Life After His Last Screen Dance
He danced for the last time on screen in Battlestar Galactica in 1978. Astaire, who was 80 at the time, played the role of an alien prince. His dance was inspired by disco and he wore an ascot for the performance, which was fitting for Astaire since he often appeared on screen in a top hat, tails, and a white tie, making him a style icon. His final film came in 1981 with the horror film Ghost Story. This film was not his only non-dancing movie as he was in several others, including The Towering Inferno in 1974. He may have stopped dancing, but he remained physically active, taking up skateboarding in his 70s. He was given a lifetime membership to the National Skateboard Society of America but gave up the sport when he broke his wrist at 78.
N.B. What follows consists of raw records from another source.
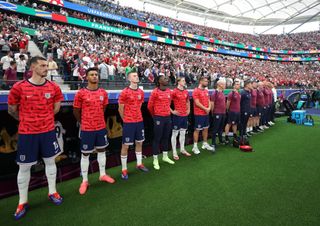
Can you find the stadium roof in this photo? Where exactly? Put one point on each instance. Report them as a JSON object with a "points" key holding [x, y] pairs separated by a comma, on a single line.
{"points": [[248, 12]]}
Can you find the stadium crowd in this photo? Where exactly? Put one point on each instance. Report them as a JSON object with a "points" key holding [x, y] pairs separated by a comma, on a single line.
{"points": [[299, 41], [304, 41], [75, 49]]}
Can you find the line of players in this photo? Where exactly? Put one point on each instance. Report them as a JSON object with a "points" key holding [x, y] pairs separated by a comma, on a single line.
{"points": [[34, 103]]}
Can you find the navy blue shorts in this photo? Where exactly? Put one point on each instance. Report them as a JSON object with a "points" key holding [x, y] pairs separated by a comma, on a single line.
{"points": [[91, 140], [179, 122], [259, 111], [253, 112], [233, 118], [133, 131], [201, 122], [33, 146]]}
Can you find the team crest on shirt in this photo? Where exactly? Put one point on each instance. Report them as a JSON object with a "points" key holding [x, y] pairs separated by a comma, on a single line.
{"points": [[55, 145], [22, 158], [47, 95]]}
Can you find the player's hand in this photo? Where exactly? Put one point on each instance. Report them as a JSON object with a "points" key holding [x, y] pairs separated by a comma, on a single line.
{"points": [[175, 112]]}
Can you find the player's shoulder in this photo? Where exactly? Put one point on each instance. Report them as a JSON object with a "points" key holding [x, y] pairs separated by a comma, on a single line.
{"points": [[52, 83], [20, 84]]}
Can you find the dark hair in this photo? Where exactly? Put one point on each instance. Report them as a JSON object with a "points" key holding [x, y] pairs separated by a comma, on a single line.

Fred Astaire Taught Michael Jackson A Thing Or Two
Astaire saw Michael Jackson as a worthy successor, and Jackson was a fan, paying tribute to The Band Wagon in the dance sequences of the "Smooth Criminal" video. Jackie Chan, whose fight scenes always boasted sophisticated choreography, has claimed Astaire as one of the biggest influences on his performances. Astaire also reportedly inspired Don McLean’s song “Wonderful Baby.” His career, which lasted 76 years, would include 31 musical films, television specials, and several recordings that would top the Your Hit Parade chart. The American Film Institute called him “the fifth greatest male star of classic Hollywood cinema.” He received an honorary Oscar in 1949, a Kennedy Center Honor in 1978, and in 1981, the AFI gave him a lifetime achievement award.
A Life Away From Stage And Screen
He was an intensely private individual and refused to allow his life to be portrayed on film. He became friends with some actors, even though he infrequently appeared on the Hollywood social scene. One of his friends, David Niven, described Astaire as “a pixie—timid, always warm-hearted, with a penchant for schoolboy jokes.” In 1933, he married for the first time, to Phyllis Potter. They remained married until Phyllis’ death at 46 from lung cancer. Astaire was so devastated that he tried to drop out of the film he was working on at the time, Daddy Long Legs. He even offered to pay for the production costs, but was convinced to stay. He eventually remarried. Astaire died of pneumonia in 1987 at the age of 88.